ウイードとの戦い

2019.07.02

A Trout Hunter[5]

 

春から夏へのスプリングクリーク戦略 (その1)

 

 by レネ・ハロップ

 

 

スプリングクリークのマスにとって、水中に茂る藻はとても重要な存在です。小規模な川からヘンリーズフォークのような大河川にいたるまで、藻は水生昆虫の家となり、マスには隠れ家も提供するのです。健全な釣り場には欠かせない藻のことを敵であるかのようにいうのは、きっと間違っているのでしょう。しかし、ただでさえ複雑なマス釣りに、さらなる困難を加えてくるのがそれであるということも事実なのです。

 

釣りに対する藻の影響は、まだ完全に伸びきらない春からすでに始まっています。ただでさえ複雑な水流が、揺れる藻の動きにさらに影響され、ドライフライの宿敵であるドラッグを簡単に作り出してしまうのです。ヘンリーズフォークをはじめとする有名スプリングクリークを釣り続けてきた私は、フラストレーション体験の中から、いくつかのコツを見つけ出したと思います。今回の記事では、それをご教示しましょう。

 

Over A Weed Bed(Light)

 

高い正確度が求められる私のホームグラウンドでは、戻りの早いティップを備えた9フィート4番のロッドがスタンダード。私はスコットのラディアンを使っていますが、あらゆる角度からのキャストを可能にし、空中でラインの整形操作を行う時間的余裕を生み出してくれます。しばしば14フィートを超えるリーダーを操作しなければなりませんので、ラインのテーパーも重要、個人的にはエアフロのエリート・トラウトを気に入って使っています。

 

水中の藻の影響を受けた複雑な流れを釣るには、長いドラグフリー・ドリフトを行おうなど考えないことです。魚はだいたい水面近くに浮いていますから許容レーンの幅はとても狭くなっているでしょう。
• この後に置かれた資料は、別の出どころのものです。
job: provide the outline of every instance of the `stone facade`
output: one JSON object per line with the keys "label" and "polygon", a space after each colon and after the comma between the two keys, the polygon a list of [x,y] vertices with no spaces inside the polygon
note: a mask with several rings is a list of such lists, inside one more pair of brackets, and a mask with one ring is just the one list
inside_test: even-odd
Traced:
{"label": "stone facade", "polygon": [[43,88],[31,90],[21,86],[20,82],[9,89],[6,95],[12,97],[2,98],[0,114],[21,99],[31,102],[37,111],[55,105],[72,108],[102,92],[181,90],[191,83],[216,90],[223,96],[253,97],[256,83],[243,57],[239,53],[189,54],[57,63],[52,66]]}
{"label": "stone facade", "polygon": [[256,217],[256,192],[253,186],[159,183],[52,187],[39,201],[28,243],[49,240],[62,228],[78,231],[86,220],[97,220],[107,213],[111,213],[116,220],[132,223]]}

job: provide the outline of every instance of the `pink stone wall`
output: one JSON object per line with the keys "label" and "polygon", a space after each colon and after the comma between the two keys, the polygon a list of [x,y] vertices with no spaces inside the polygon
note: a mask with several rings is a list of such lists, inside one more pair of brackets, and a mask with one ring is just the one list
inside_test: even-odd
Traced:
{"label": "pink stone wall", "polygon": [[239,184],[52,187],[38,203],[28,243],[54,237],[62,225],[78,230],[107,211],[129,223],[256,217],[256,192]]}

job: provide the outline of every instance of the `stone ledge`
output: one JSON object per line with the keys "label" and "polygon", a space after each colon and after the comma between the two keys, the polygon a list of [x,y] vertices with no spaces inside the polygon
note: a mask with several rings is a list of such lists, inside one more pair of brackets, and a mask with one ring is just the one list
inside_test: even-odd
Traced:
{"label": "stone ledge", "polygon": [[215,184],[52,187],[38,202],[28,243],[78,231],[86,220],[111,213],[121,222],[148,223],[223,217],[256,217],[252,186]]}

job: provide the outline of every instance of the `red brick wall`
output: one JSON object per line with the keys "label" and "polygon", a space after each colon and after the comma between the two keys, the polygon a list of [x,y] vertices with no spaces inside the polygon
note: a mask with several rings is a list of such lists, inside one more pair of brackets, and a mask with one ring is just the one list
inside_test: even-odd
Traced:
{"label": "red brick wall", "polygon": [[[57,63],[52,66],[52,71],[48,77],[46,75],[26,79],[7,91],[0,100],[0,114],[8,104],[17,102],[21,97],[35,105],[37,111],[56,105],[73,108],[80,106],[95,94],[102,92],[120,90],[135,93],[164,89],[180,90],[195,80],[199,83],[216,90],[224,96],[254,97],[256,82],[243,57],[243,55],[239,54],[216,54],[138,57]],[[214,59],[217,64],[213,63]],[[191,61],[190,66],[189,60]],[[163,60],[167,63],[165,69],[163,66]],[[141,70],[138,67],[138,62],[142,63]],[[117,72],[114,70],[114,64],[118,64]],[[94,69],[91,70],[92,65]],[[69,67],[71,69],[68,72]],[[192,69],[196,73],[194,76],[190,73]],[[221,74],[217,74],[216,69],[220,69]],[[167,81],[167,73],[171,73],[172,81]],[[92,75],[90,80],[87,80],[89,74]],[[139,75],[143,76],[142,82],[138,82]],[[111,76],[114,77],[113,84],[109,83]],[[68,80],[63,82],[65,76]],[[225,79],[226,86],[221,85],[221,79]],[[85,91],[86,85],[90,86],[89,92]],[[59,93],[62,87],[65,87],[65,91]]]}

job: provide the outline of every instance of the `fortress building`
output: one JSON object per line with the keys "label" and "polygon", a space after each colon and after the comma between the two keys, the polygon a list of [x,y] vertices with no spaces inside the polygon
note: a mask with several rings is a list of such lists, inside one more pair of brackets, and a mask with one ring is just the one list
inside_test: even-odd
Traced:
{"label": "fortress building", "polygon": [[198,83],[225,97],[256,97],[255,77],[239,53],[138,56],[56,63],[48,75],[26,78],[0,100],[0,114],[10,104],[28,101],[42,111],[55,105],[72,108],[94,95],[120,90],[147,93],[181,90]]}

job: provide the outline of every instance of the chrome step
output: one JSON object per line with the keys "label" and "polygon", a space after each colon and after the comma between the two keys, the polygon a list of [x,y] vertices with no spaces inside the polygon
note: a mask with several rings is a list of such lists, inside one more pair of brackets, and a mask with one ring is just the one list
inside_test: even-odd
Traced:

フライの着水点から魚まで、60センチほどのナチュラルドリフトで勝負しようという気持ちで釣るのが、もっとも良い結果を生んでくれます。

 

Sometimes You Win(Light)

 

 

季節が進み、生育した藻が水面に露出するようになると、正確度はさらに大事になってきます。大型のマスは、露出した藻の間にできたスペースに身を潜めるようになるでしょう。そんな場合はアップストリーム・キャストの独壇場です。長く流そうと思ってはいけません。魚の真下のポジションが取れない場合はなおさらのことです。

 

Tight Cast(Light)

 

露出した藻の際に身を潜め、ぎりぎりの位置で昆虫を吸い込んでいるようなマスは例外なくセレクティブで大型です。手前側にウイードベッドがない場合はいろいろな立ち位置が考えられるでしょうが、いずれにせよ藻から数センチの位置にフライを流す正確度が求められます。魚に気づかれないよう、プレゼンテーションはアップ&アクロスが私の標準、それにリーチキャストないしカーブキャストを採用します。フライはウイードのエッジにそっと触れるように落ち、(うっかりすると見落としてしまうような)大物のライズまで数十センチ流れてゆく、というのがシナリオです。マスがフライを吸い込んだときの感動は、ずっとあなたの心に焼き付いていることでしょう。